Sri Lanka’s parliament has begun debating the controversial 20th Amendment to the Constitution, with reports that 24 Opposition MPs may support the government proposal, just days after a Supreme Court ruling.
The 20th Amendment has come under criticism as it seeks to consolidate the power of the Sri Lankan president’s office and removes several checks and balances. Nevertheless, as the debate was underway in parliament this morning, reports suggested that at least 24 Opposition MPs may support the government. The 24 parliamentarians had also reportedly previously voted in favour of the 17th, 18th and 19th Amendments, much of which will be undone if the 20th Amendment passes.
Sri Lanka’s ruling SLPP party, led by the war crimes accused Rajapaksas, need at least 150 votes to pass the 20th Amendment, and look set to have the majority secured.
The debate follows a Supreme Court ruling on Tuesday which was concerned with specific provisions that enabled the president to dissolve Parliament after a year; gave him immunity from lawsuits. The court has maintained that a referendum would be required if the sections are not appropriately changed.

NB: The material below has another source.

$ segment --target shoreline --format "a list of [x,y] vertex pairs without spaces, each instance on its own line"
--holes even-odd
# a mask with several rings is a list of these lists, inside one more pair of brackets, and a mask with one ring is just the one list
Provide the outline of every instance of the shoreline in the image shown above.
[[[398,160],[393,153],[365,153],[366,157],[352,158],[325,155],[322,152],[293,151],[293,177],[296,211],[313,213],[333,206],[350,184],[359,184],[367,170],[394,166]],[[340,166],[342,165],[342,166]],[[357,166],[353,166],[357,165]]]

The current provisions of the constitution enable courts to question the President’s actions on legal grounds and prohibits the dissolution of Parliament until six months before the legislature’s give term ends.
Concerns over the 20th Amendment
The Associated Press has reported that the courts are permitting other controversial provisions including granting the President the power to power to hold any number of ministries; appoint and sack ministers; and appoint top judges and officials to the country's key institutions.
In September UN High Commissioner for Human Rights, Michelle Bachelet, raised concerns about these provisions as they threaten the independence of important institutions. She stated:
“I am troubled that the new government is swiftly reneging on its commitments to the Human Rights Council… Among other developments, the proposed 20th Amendment to the constitution may negatively impact the independence of key institutions, including the National Human Rights Commission.”
Parliamentary Speaker, Mahinda Yapa Abeywardena, has maintained despite these concerns that certain sections of the amendment may be rectified through parliamentary demand and others through the guidance of the Supreme Court.
Sri Lanka’s parliament is currently debating the current amendment with a vote on ratification scheduled for this evening. The support of at least 150 lawmakers will be needed to pass the amendment, as well as a referendum if required.
The executive presidential system was introduced under the presidency of J. R. Jayewardene in 1978 and has been criticised as a high tide of authoritarianism. Subsequent governments have rolled back the control from the Executive Presidency but have not removed the position.
Commenting on Twitter earleir this year, Jaffna-based lawyer Dr Kumaravadivel Guruparan maintained that the 17th and 19th amendments “were propelled by constitutional-political moments” but that norm was always authoritarian constitutionalism.
“Let us not forget that movers of both 17th and 19th amendments (CBK & Ranil), when they were proximate to capturing the institution of Presidency (Ranil) or President (CBK) refused to abolish EP”.
He further stated:
“Authoritarianism did not start with the Rajapaksas in Sri Lanka and will not end with the Rajapaksas either”.